He said: 'I commend their actions very highly.'

The inquest heard that Mr Sparks, who was married, and Mr Hemsley had been surfing for four years, were intermediate level surfers and normally went to the west coast to surf.

They had chosen to go Lowestoft after visiting a website and seeing what the conditions were like.

They had decided to stay close to the lifeguard station on South Beach when they went out.

During the inquest Det Insp Angus Moir, of Lowestoft police station and also captain of the Lowestoft Volunteer Lifeguard Corps, described the conditions on the day of Mr Sparks's death.

He said 'It was an exceptionally powerful surf that day.'

The inquest heard a toxicology report showed Mr Sparks's had no illegal substances or alcohol in his system.

He could have drowned in the space of two or three minutes.

Mr Sparks had not been wearing a helmet when he went out to sea – even though his surf board did have advice on it saying a helmet should be used.

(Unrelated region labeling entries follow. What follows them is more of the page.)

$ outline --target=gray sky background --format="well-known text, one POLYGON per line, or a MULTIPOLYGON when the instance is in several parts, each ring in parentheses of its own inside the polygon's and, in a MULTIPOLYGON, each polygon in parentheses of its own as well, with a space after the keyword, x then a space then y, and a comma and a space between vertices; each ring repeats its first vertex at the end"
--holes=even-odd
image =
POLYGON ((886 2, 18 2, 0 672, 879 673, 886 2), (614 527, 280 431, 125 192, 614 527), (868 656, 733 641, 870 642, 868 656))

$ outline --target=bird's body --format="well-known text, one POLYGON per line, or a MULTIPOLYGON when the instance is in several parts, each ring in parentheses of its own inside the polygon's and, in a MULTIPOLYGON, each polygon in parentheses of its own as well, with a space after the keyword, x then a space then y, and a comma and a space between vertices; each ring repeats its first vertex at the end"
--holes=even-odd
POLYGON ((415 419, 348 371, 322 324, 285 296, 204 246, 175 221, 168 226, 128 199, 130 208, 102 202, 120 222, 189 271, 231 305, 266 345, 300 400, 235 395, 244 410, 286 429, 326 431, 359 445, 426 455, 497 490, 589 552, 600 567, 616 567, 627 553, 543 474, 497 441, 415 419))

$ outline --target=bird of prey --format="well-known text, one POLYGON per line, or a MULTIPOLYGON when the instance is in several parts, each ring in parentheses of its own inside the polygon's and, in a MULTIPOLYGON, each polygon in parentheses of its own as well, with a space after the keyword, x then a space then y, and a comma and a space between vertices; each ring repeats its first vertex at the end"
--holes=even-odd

The inquest heard that Waveney District Council had done everything in its power to make the beach and sea safe, including putting up warning signs.

There were plans, however, for the use of helmets while surfing to be promoted and two defibrilators are due to be installed at the lifeguard station.

But the inquest was told that despite every measure, surfing was a hazardous activity.

David Gallagher, who oversees lifeguards for the council, said: 'In this case people put themselves in harm's way; that is a risk people are prepared to take.'

Dr Dean, recording a verdict of accidental death, said: 'This was a freak accident.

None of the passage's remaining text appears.